Thursday, December 29, 2011

'Tis My Season


Last week as I was running from store to store, purchasing last minute gifts for Christmas, I couldn’t help but get caught up in all the fabulous Christmas décor that was being sold.  I kept thinking, “I need to get this for the house. It would be so beautiful and really make Christmas special.”  Then I would put the item back down and say to myself, “I’ll wait until next week when everything goes on sale. I’ll buy it then and it will be practically free!” 

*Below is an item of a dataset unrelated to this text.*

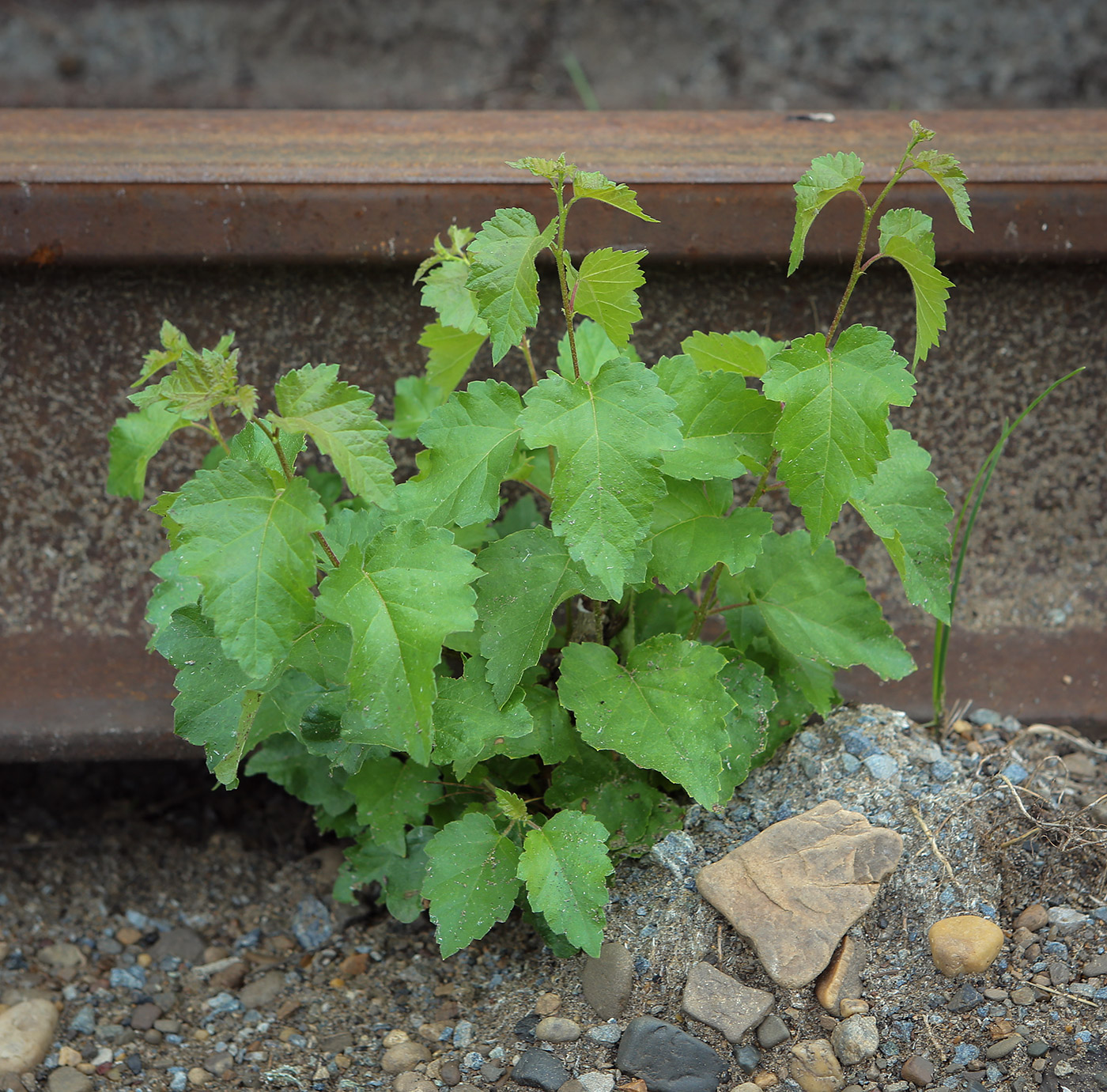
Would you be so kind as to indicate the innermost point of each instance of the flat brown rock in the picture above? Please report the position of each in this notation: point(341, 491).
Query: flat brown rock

Now, it’s “next week” and I haven’t stepped foot in any of those stores. Nor do I plan to for a good month. I’m kinda shopped out or at least a little crowd shy. Truth is, the thought of having to lug Lily in and out of a car seat and stroller, then deal with the large crowds while trying to navigate a stroller through these crowds exhausts me just thinking about it.  I say to myself, “I can’t.” Then in the next breath I’ll say, “Oh, but there are so many good deals that I am missing out on, I need to get to the mall!”  Then I will mentally slap myself in the face and say, “Get a hold of yourself, Kym.  You DO NOT want to drag Lily through that mall for that stupid silvery, shiny ever-so-wonderful wreath that you saw at that cute store! It’s not worth it!”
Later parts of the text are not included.